In jeder Mücke steckt ein Elefant

Buchempfehlung von Rosemarie Mailänder

»Auf die richtige Person im richtigen Maß und zur richtigen Zeit und wegen der richtigen Sache und in der richtigen Weise wütend zu sein – ist nicht leicht.« Aristoteles

Vielleicht kommt Ihnen das ja irgendwie bekannt vor: Sie erhalten auf eine freundlich formulierte Frage eine knappe, abweisende Antwort. Sofort ist Ihre Stimmung getrübt. Warum ist der andere so kurz angebunden? Was hat er plötzlich gegen Sie? Klar! Bestimmt … Schnell legen Sie sich eine Erklärung – die einzig mögliche – zurecht. Und ebenso schnell nimmt der eigentlich unbedeutende Vorfall in Ihrem Denken gewaltige Ausmaße an. Also bitte! Machen Sie doch aus einer Mücke keinen Elefanten!

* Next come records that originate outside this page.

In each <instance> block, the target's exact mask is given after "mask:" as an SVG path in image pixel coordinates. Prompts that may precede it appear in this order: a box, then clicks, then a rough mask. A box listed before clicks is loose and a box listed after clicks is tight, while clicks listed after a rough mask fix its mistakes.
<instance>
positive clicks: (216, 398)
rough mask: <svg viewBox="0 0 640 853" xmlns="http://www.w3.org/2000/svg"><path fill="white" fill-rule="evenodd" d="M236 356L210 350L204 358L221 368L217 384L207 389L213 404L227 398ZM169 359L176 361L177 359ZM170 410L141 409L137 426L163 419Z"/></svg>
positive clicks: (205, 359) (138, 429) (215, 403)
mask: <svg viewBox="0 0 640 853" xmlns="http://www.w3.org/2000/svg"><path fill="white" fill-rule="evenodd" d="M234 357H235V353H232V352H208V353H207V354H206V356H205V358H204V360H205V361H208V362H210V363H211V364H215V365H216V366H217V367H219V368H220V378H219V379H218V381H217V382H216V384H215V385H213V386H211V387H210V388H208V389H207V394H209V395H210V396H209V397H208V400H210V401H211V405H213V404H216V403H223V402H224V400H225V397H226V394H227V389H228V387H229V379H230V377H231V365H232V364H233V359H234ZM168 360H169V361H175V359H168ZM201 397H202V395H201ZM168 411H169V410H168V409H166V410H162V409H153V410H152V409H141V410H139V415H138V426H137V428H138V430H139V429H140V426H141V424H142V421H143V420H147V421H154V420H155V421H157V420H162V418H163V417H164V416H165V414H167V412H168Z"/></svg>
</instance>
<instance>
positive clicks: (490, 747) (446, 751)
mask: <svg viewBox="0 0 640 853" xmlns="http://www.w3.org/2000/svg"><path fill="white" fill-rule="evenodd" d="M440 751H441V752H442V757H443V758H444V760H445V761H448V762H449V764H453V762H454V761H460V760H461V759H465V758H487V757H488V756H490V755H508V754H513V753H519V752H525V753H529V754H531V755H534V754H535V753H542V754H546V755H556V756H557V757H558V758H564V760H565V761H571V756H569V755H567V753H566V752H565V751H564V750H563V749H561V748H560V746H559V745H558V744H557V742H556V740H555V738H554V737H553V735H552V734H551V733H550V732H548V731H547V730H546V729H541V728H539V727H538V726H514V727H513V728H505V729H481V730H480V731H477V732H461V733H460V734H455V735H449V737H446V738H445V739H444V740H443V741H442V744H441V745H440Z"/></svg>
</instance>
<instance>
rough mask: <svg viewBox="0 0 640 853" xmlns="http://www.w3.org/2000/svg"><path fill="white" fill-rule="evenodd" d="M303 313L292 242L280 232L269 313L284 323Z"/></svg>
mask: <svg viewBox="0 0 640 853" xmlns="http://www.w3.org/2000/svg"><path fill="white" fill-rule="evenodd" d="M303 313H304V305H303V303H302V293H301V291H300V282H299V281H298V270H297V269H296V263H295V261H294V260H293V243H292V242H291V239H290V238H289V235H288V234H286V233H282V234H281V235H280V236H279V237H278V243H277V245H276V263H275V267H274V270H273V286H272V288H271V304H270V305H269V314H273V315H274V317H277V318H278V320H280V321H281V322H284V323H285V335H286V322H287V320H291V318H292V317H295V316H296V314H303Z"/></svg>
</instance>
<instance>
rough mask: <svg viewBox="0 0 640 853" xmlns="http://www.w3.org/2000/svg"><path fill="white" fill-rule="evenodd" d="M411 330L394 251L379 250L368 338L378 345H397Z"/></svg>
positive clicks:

Kein Mensch regt sich über Kleinigkeiten auf, und keine Aufregung kommt von ungefähr. Meist ist der aktuelle Stimmungseinbruch wie ein Echo aus der Vergangenheit. Erst wenn wir uns darüber klar werden, woran uns ein bestimmtes Ereignis erinnert und an welchem empfindlichen Punkt – entstanden aus kleineren oder größeren seelischen Verletzungen – wir getroffen wurden, können wir uns mit unserer Unzufriedenheit konstruktiv auseinandersetzen. Eine solche Spurensuche erfordert Geduld und Mut. Aber sie lohnt sich. Am Ende werden wir nämlich erfahren, ob wir eher die Erwartungen anderer erfüllen oder im Wesentlichen unsere eigenen, ob wir unsere Energie verschwenden oder für das einsetzen, was uns wirklich wichtig ist. Aber wissen wir überhaupt, was uns wirklich wichtig ist?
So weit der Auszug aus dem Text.